The Orange County based FilmEd Academy of the Arts is an education program that provides high school students with introductory production/post-production training as well as equipment. Every summer, the program hosts free 2-week workshops that teach hundreds of students the basics of directing, cinematography, and editing. The goal is to prepare them for projects during the school year. As early as fourteen or fifteen years old, students are leaving the summer workshops knowing how to handle prosumer cameras like the Panasonic HVX200 and HPX500, how to edit on the latest versions of Final Cut Pro and how to utilize wireless lapel microphones for interviews, etc.
FilmEd also has an advanced course and their camera of choice for the past two years has been the Canon 5D Mark II. Anyone who has worked with these HDSLRs for filmmaking purposes knows that getting these cameras ready for production is a huge headache because of the large amount of extraneous individual parts required to construct a rig.

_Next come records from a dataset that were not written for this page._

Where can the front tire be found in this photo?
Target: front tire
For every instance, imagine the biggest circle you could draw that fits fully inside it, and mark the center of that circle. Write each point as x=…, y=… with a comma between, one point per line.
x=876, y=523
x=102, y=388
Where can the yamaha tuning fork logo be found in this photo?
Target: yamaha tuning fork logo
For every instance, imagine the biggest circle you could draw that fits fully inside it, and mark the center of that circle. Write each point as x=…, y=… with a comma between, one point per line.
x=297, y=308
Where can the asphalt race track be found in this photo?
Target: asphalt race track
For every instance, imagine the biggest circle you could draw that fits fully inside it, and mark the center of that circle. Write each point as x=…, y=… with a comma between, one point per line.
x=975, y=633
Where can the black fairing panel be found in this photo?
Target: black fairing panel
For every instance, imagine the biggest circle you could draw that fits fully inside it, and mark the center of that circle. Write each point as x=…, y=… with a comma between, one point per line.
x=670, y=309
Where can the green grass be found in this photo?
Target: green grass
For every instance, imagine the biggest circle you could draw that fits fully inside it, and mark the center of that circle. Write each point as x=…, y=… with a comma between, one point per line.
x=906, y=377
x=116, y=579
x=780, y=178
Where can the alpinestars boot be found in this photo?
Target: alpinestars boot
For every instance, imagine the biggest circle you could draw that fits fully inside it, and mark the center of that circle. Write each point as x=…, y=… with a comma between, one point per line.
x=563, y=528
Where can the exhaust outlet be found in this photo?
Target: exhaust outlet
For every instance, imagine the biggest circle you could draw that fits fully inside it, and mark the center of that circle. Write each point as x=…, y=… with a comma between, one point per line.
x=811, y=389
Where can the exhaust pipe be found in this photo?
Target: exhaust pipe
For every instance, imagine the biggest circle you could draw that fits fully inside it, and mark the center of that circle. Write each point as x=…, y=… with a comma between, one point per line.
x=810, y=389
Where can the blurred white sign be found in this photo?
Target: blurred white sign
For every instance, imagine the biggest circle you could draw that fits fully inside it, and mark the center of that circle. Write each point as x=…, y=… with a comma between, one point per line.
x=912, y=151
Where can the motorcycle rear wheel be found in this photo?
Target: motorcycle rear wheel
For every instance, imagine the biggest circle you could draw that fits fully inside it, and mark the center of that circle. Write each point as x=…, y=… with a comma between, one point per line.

“Equipment goes through FilmEd so fast that soft cases are not even an option anymore to house our gear due to common wear and tear problems,” says FilmEd instructor, Royce Choi. “But the Zacuto HDSLR gear performed as it was designed with no fret, no damage, and with an ease that made the FilmEd Zacuto rig constantly the most sought piece of equipment by every single student.”
This past year FilmEd decided to expand their inventory available to the Advanced students and purchased all of their HDSLR needs exclusively from Zacuto.
“It really was a no-brainer to pay a slight premium for equipment that was not going to fail, break, or have to be repaired over and over again, “says Choi. “We now have four complete Zacuto rigs for the 5D Mark IIs—fully outfitted handheld rigs with Z-Focuses, EVFs, etc. I am happy to say that, after six weeks of over 240+ hours of nonstop use, the Zacuto gear has held out fantastically without a single hitch.”
The Zacuto HDSLR gear has not only given FilmEd the confidence to hand students thousands of dollars worth of equipment, but it has also changed the entire curriculum. With more advanced gear, they can introduce new concepts to students such as pulling focus on a Z-Focus with a whip or utilizing an EVF’s preset functions to judge the proper exposure and focus of each and every shot.
The student response to the equipment is ecstatic and we know that all four of our Zacuto rigs will be in extremely high demand as students use them for their film festival entries at our annual Orange County Film Festival,” says Choi. “We could not be more excited. Thank you Zacuto for helping us make our advanced production course a reality.